Got a few miles away from P-town and put out the baits. Actually put out the first squid and while I was bent over rigging the second rod the first rod I just put out makes a wicked jerk which grabs our attention. Next we see a sword jump clear out of the water with the LP light dangling. We try take up the slack but it seems the sword got tangled in the main line which broke. Put out the other rod which I was rigging and ten minutes later bam another fish on and swords a leaping. Hook pulled. The next four hours we saw steady action. Ended up catching four swords out of seven. Just about every sword hooked jumped. It was wild. We were tired and would try after setting our baits to relax and just as my eyelids would close I'd hear a splash and would jump to check the rods. Two of the swords would have measured but we decided to let em go. The other two were just pups. We did hook a nice fish on a live hardtail. I would have liked to seen that one. Also the first seemed decent but perception always tells you fished that are losts are monsters. Here's a short video oftheswords caught. 






The sun finally came up and we didn't get a lick of sleep thanks to the non-stop sword action. Awesome. Put the trolling spread out and made a few laps around p-town. Nothing.Water was absolutely beautiful. Trolled north to the 100 fathom and followed it east. Around the steps we pick up a 30lb wahoo. 

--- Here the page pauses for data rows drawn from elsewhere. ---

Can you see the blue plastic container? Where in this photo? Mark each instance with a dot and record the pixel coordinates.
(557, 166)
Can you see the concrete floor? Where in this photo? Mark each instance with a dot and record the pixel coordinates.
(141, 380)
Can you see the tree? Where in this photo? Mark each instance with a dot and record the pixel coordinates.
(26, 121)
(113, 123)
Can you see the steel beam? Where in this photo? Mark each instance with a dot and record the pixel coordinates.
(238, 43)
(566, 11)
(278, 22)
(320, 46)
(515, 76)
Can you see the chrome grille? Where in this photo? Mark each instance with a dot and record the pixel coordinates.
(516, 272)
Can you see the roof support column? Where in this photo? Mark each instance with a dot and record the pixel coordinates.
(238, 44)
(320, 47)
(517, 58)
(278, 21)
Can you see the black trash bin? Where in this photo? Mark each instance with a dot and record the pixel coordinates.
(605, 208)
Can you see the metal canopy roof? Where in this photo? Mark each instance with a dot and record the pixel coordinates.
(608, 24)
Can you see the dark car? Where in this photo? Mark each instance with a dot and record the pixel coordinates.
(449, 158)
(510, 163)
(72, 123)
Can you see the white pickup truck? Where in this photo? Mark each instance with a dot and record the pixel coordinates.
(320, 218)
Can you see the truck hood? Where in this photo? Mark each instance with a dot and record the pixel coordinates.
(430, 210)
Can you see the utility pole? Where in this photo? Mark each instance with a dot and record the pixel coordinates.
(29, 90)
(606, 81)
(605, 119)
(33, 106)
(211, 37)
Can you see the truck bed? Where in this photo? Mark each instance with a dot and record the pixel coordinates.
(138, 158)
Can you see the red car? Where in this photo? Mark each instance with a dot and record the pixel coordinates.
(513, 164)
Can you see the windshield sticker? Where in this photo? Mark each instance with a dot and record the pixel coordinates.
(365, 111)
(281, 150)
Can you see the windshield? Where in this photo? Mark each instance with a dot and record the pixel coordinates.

Headed in around noon. Marlin, beer can, p-town all in great blue water. Just off p-town water was full of squid and flyers. Sword action off the hook. Water along the 100-fathom at the steps and west was blue and scattered flyers. No lines. Just some widely scattered grass. 

Keith, Lil Kahuna


----------



## curtpcol (Sep 29, 2007)

Good Job on the Swords .


----------



## Ron Mexico (Nov 5, 2007)

Sound like a pretty solid trip congrats on all the sword action.


----------



## RiverGulfFshr (Oct 2, 2007)

Sounds like you guy's had a awesome time there Keith. You know it's a good night of fishing when you stay up all night cause the reels won't let ya sleep!


----------



## Xiphius (Oct 10, 2007)

All the swords were caught oncircle hooks with squid (3) and N. mackerel (1). All the fish were released alive and kicking. The one in the vid never took drag and was billed in less than a minute. He was lassoed around the bill and did not like to be picked out of the water. The third fish (40#)had the angler strapped in the harness for ten minutes before we were able to grab the bill. That was fun, we kept thing we would get a shot at a large one. The seemed to be in packs we had a couple of doubles and constant action. As keith said the large hardtail got hammered pulled drag for a couple of runs and came unbuttoned.


----------



## Chris V (Oct 18, 2007)

great job. Yeah I've noticed we get a lot more strikes on live baits but don't get as high of a hook up ratio as we do on dead baits.


----------



## macala (Oct 4, 2007)

Four for Seven!! :bowdown Great trip guys. I can't wait to get out there again. 

Jeff


----------



## Captain Woody Woods (Oct 2, 2007)

4 for 7? haha what an asskicking yall gave em'. nice job keith. come see me at the restaurant some weekend and say hey; it's been awhile. bring that bald guy with you....


----------